A Inteligencia Nao se Mede
O direito à igualdade entre os cidadãos não ocorre apenas quando o dito cidadão menos abastado saia à rua para se manifestar contra as políticas do Governo, também ocorre quando há violação da igualmente constitucional para beneficiar os manifestantes e prejudicar os que também trabalham e contribuem sacrificadamente para os cofres do Estado.
Um País só prospera com a força e dedicação de todos e não com arruaças e pressões infundadas de alguns que levaram a afundar a remuneração dos funcionários públicos.
A comunidade internacional não tem responsabilidade de melhorar ou fomentar directamente a economia de um Estado, compete-lhe apenas contribuir para que os Estados parceiros consigam juntos criar medidas justas e exequíveis para os seus desenvolvimentos.
A inflação não é sinônimo de falência técnica e econômica de um Estado é apenas um mecanismo de alerta de que os meios financeiros locados à disposição do Orçamento Geral do Estado são insuficientes.
A destituição de um chefe de Estado não significa mudança imediata do estado social de uma Nação, pois, este é apenas um expediente manobrista usado por alguns políticos amadores para de forma oportunista chegarem ao poder sem passarem pelo escrutínio do povo.
Para estabilizar a economia de uma Nação em crise não basta o esforço empreendido pelo seu líder é preciso que todos se engajem e melhorem a sua prestação laboral no sector em que actuam.

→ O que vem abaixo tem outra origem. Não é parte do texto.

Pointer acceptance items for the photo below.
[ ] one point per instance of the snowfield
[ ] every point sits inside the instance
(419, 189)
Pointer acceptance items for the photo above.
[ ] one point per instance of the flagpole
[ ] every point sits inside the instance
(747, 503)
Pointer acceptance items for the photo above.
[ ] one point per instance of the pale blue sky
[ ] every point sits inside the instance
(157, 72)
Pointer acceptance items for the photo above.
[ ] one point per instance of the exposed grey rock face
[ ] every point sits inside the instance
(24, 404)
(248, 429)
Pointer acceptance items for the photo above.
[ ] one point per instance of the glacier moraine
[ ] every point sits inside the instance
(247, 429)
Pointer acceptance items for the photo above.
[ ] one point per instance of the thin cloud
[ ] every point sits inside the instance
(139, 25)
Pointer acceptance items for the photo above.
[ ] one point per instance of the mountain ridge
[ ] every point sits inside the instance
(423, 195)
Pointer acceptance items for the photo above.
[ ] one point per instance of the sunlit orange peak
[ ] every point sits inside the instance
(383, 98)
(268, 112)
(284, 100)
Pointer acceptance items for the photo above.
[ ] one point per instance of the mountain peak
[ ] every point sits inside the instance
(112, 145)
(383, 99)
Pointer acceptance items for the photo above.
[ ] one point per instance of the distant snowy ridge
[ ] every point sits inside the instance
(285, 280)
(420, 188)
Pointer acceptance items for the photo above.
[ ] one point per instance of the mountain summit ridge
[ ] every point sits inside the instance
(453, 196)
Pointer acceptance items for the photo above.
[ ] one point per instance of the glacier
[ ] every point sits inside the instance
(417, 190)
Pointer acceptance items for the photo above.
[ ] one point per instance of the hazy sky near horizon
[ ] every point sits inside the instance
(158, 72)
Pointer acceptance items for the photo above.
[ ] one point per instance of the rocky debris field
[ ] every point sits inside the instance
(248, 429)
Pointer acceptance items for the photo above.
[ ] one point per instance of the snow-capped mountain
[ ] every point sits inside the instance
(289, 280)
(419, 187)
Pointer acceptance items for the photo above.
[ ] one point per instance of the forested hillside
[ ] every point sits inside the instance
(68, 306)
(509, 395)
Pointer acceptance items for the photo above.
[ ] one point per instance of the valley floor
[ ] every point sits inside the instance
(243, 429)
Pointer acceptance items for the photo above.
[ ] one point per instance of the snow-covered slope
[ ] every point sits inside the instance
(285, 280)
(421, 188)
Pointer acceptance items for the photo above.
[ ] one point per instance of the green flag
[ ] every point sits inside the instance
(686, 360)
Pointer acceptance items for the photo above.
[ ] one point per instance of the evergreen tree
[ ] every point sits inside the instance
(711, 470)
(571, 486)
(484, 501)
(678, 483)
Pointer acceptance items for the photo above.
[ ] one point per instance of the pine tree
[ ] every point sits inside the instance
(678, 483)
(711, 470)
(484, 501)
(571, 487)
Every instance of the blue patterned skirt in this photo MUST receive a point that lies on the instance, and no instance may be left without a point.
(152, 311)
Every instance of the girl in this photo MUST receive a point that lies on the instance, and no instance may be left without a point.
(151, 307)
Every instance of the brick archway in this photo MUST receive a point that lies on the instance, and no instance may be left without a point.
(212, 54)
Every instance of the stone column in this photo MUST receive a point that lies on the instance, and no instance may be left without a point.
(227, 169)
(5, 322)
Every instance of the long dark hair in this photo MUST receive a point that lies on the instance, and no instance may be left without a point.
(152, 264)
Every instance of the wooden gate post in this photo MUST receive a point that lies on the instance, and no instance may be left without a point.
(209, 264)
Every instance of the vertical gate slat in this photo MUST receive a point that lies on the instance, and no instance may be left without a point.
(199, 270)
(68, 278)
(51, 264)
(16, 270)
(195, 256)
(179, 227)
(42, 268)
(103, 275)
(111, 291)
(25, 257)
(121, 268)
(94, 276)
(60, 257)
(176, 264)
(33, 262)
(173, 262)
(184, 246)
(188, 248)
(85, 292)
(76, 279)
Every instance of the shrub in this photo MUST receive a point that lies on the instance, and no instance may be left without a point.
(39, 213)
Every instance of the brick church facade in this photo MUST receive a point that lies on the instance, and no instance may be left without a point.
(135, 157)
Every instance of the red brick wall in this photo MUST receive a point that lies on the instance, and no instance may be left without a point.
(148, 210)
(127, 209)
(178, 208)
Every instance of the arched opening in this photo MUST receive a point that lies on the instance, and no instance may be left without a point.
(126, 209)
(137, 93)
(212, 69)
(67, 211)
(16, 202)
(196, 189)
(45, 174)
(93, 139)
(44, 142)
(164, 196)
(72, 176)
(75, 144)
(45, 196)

A maior dificuldade de quem governa não está na forma como política ou administrativa deve gerir o País, está antes na forma como deverá fiscalizar as actuacões objectivas ou subjetivas dos seus Ministros.
Em meio a muita turbulência e execrável aceitação perante àqueles que não acreditam no Glorioso MPLA, este Partido passou a tormenta e conseguiu chegar aos seus preciosos 67 anos e continuará por mais anos a dar o seu melhor pelo povo.
A bondade tem sido amargamente pesoteada pelos homens deste tempo, não porque ela não conheça a verdade sobre o carácter das pessoas, mas, porque dá a todos o benefício da dúvida.
Cada novo ano que se prevê, desenha-se na tela da esperança novos projectos de vida, certos ou não muitos alcançam o pretendido e outros nem por isso.
O mundo está a perder para a guerra, não porque o material bélico tenha melhor expressão, mas, porque os humanos perderam a sua essência de bondade.
Hoje o Rwanda não é apenas um mero País africano, pois, tornou-se de forma muito acelerada num verdadeiro tampão para Europa e para os Estados Unidos da América, pelo seu poderio financeiro e desenvolvimento social e político.
Não se faz advocacia ao turismo por um País cujos cidadãos sequer acreditam na estabilidade do seu Estado.
As Nações no mundo actual já não sabem qual é a sua verdadeira função, por essa razão, sequer se importam com as guerras que deflagram em certas latitudes do planeta terra.
O País precisa do engajamento de todos para poder desenvolver a economia domésticas e não de políticos doméstico que descredibilizam as instituições do Estado perante o povo e perante a comunidade internacional.
Não devemos normalizar a guerra, pois, ela não é apenas um mal que destrói o planeta e os seres que nele habitam, ela é também o inferno que dilacera a felicidade dos homens e mulheres que passam pelo mundo.
Com o tempo aprendemos que viver não é apenas um ritual é antes um aprendizado constante que só acaba com a morte do nosso corpo.